Kyriaki Dimitriadou (nee Arabacıoğlu) in Kavala, Greece in 1992. 

Kyriaki Dimitriadou, nee Arabacıoğlu (1914-2002) was from the village Dogan Yuvasi in the region of Bafra. The following testimony was submitted by her grandson via our online questionnaire.

In Greek

1. From which region of the Ottoman Empire were your ancestors from?:
    My grandmother Kyriaki Dimitriadou was born in 1914 in the village Dogan Yuvasi in the Bafra region of Pontus.

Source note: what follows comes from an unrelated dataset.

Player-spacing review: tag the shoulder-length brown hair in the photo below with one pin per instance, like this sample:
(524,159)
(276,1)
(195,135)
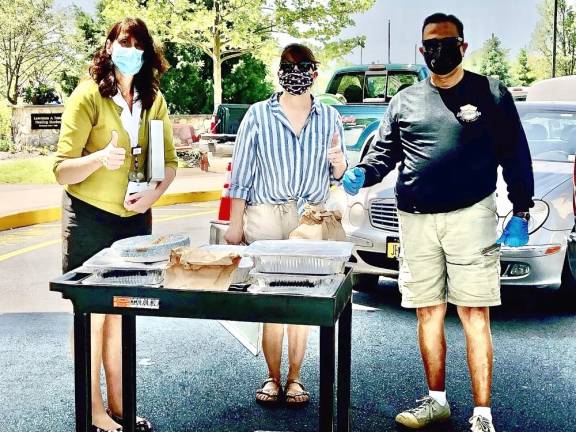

2. How did their life change when the Neo-Turks and/or the Kemalists came to power? :
    She was living peacefully with her brother and parents in the region. We don't know the exact dates, however I assume around 1922 (my grandmother would have been around 8 years of age) she along with her brother were forced to walk countless kilometers until they arrived at the closest port to embark on a ship that would take them to Greece. This was after her father died in the work battalions (Amele taburu) and the death of her mother who was murdered and robbed (along with others) by Turkish soldiers one day after she returned home from work. My grandmother had described to us how the Turks would come to their village and after observing all the young Greek girls throughout the day they would take them all into a house at night and rape them. Then in the morning they would set fire to the house and burn the house down with the girls still inside. She specifically told us how she would cover her ears at nights so she wouldn't hear the girls screaming while the Turks were raping them.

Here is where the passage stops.